Unlike other insurance policies, life insurance has little use while the policyholder is alive. For many people, this can seem like an unnecessary expense, especially when they realize that the policy is no longer as valuable as it once promised to be. There may come a time when you no longer need the policy, or when you need the money more. You may wonder if it makes sense to keep paying your premiums each month instead of using those funds for other things in your budget; or maybe you need to fund something bigger and want to cash in your policy for its full value. If you need money, selling your life insurance policy can be profitable. Just make sure you know how the process works, what’s at stake, and how to make choices you won’t regret later.
How Does Selling a Life Insurance Policy Work?
Just as when you initially purchased your life insurance policy, when you sell it you are entering into a legal contract. You agree to sell the entire policy to a third party, and the death benefit associated with it, in exchange for money you both agree to. To be more specific, when you sell your policy, you give up all rights and future payouts associated with it. Once the deal is finalized. The buyer takes over all premium payments and becomes the beneficiary of the death benefits and all former names are erased.

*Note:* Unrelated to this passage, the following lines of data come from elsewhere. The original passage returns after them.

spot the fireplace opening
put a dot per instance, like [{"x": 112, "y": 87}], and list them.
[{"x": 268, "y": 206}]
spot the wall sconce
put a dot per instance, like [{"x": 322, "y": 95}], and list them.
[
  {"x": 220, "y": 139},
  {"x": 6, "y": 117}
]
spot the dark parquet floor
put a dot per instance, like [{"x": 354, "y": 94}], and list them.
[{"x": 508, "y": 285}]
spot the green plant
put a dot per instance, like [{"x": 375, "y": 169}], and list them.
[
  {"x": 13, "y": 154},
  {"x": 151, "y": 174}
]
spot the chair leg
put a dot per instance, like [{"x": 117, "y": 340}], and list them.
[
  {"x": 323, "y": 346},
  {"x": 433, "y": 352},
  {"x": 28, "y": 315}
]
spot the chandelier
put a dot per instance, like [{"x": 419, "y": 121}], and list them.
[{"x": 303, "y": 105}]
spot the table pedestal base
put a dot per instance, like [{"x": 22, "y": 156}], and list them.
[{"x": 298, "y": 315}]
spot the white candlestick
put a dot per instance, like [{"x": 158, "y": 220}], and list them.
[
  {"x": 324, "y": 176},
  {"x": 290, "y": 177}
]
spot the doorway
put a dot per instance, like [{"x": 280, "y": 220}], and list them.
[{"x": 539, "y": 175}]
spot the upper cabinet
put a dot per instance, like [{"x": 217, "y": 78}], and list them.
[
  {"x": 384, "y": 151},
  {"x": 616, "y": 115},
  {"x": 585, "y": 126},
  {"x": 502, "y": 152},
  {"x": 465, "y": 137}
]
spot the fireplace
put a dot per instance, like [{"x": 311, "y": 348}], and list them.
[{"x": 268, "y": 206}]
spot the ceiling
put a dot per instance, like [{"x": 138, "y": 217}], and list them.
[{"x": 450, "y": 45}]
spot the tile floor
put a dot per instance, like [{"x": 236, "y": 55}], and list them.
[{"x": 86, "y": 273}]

There are a few other terms for this process, so when you sell your policy, you may hear it called a “life settlement” or a “viatical settlement.” The latter happens when the seller has a terminal illness or a life expectancy of less than two years.
How to Sell a Life Insurance Policy
As you might imagine, selling life insurance to third parties is part of a highly regulated industry. Therefore it can be a very complex process. While you can try to find a buyer yourself. The safest and most efficient way is to work with professionals in this field. These may include:
- A professional advisor
- A life insurance broker who can give you advice and look for buyers on your behalf
- A life insurance provider
Make sure the people you are dealing with are licensed. You can call your state insurance department to check their background. This simple step can help prevent fraud or other problems.
Once you have a buyer, have the following information on hand:
- The type of life insurance you have; if you have term life insurance, you may also want to find out if you can convert it to a universal life or whole life policy
- Personal information, such as your health and medical history, and any other facts that may affect the value of your policy
- The cash surrender value of the policy
- How many years premiums will have to be paid for
How Much Can You Get In a Life Insurance Settlement?
As a policyholder, you can expect to receive about 20% to 25% of the amount that would be paid out when you die, although this figure can vary. The exact amount you will receive in cash back when you settle depends on a wide range of factors, including:
- The value of the policy’s death benefit
- Your age
- The cost and time you have left to pay premiums
Many companies have restrictions in place before they even consider a deal. For example, some limit the process to people over the age of 65. You will be asked to submit an application through a formal process before they will approve you without question. Then they will use the above factors (and maybe more) to arrive at a price that still allows them to make a profit. The amount of money the seller will get must be more than the surrender value of the policy and will be less than the value of the policy’s death benefit.
Economic hardship may prompt you to consider liquidating your assets for cash. Sometimes you have no other choice, but when it comes to life insurance, think about why you bought the policy in the first place. Do you still need the coverage? Are the beneficiaries of the policy dependent on the death benefit if something happens to you? Think carefully about the answers to these questions and talk to your insurance agent or financial advisor before to selling your life insurance policy.